May 7th.—On Friday we dined at the house of Don Luis Palo, a Californian gentleman of agreeable manners, whose father held office here under the Spanish government previous to the Mexican Revolution. I believe it is Don Luis’s intention shortly to return to Spain. He is unmarried, and his two sisters are the handsomest women I have yet seen in this country; their beauty is quite of the Spanish style. A dinner in California seems to be always the same—first soup and then beef, dressed in various ways, and seasoned with chillies, fowls, rice, and beans, with a full allowance of pepper and garlic to each dish.
On Saturday we set out on our return, and after two days’ hard riding reached San Francisco to-day at 4, P.M.
An arrival at San Francisco from the gold
Captain Fulsom intends visiting the mine
The first Alcalde and others examine the gold
Parties made up for the diggings
The Government officers propose taking possession of the mine
The Author and his friends decide to visit the Sacramento Valley
A horse is bought
Increase of the gold excitement
Work-people strike work and prepare to move off
Lawyers, storekeepers, and others follow their example
The Author’s journey delayed
Ten dollars a day for a negro waiter
Waiting for a saddler
Don Luis Palo arrives from Monterey on his way to the mines
The report of the Government taking possession of the mines
Desertion of part of the Monterey garrison
Rumoured extent of the mines
The Author and his friends agree to go in company
Return of McPhail
Preparations for the journey
“Gone to the diggings.”
May 8th.—Captain Fulsom called at Sweeting’s to-day.
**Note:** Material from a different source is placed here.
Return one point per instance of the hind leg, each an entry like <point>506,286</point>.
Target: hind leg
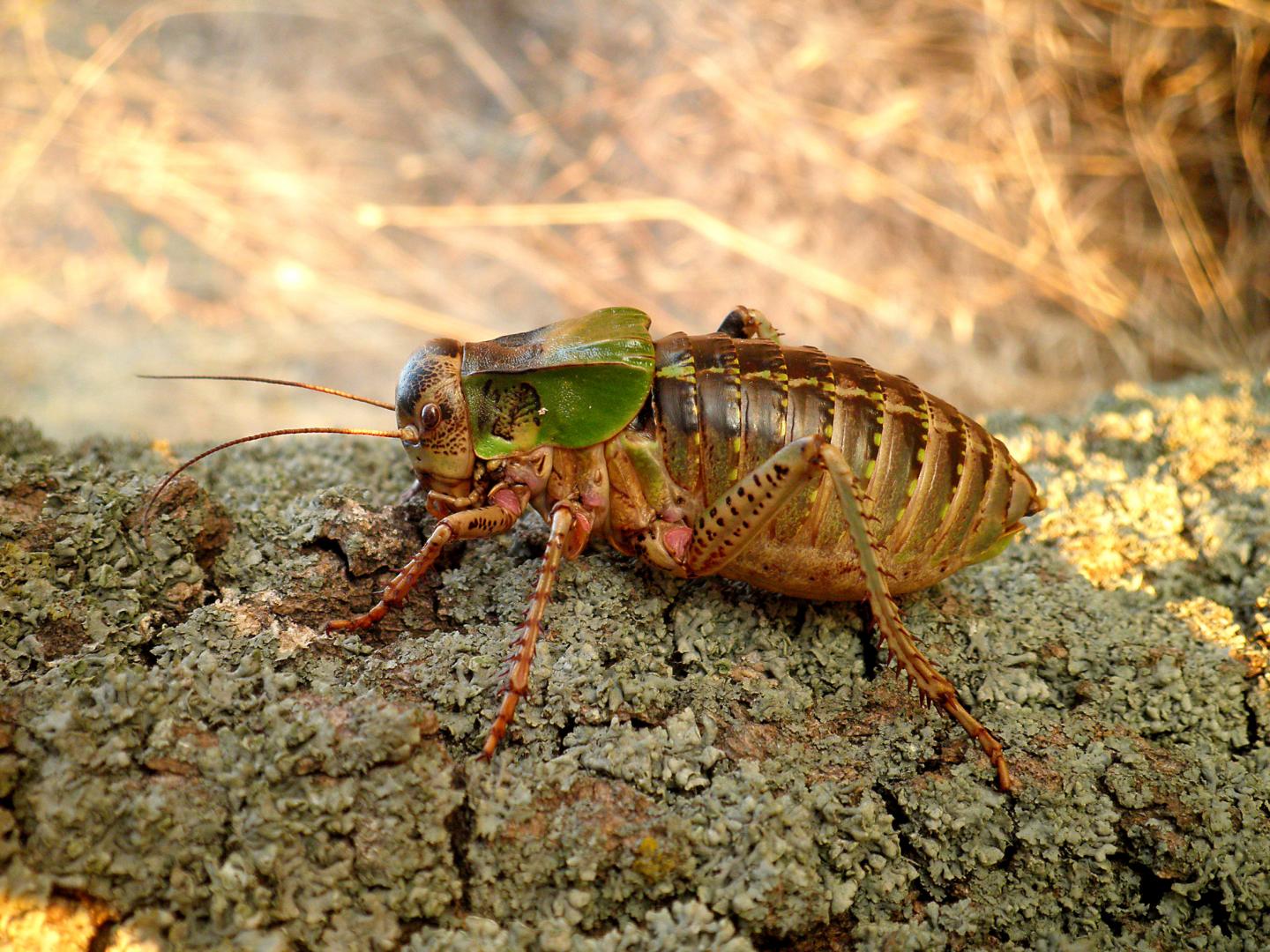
<point>739,514</point>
He had seen a man this morning who reported that he had just come from a river called the American Fork, about one hundred miles in the interior, where he had been gold-washing. Captain Fulsom saw the gold he had with him; it was about twenty-three ounces weight, and in small flakes. The man stated that he was eight days getting it, but Captain Fulsom hardly believed this. He says that he saw some of this gold a few weeks since, and thought it was only “mica,” but good judges have pronounced it to be genuine metal. He talks, however, of paying a visit to the place where it is reported to come from. After he was gone Bradley stated that the Sacramento settlements, which Malcolm wished to visit, were in the neighbourhood of the American Fork, and that we might go there together; he thought the distance was only one hundred and twenty miles.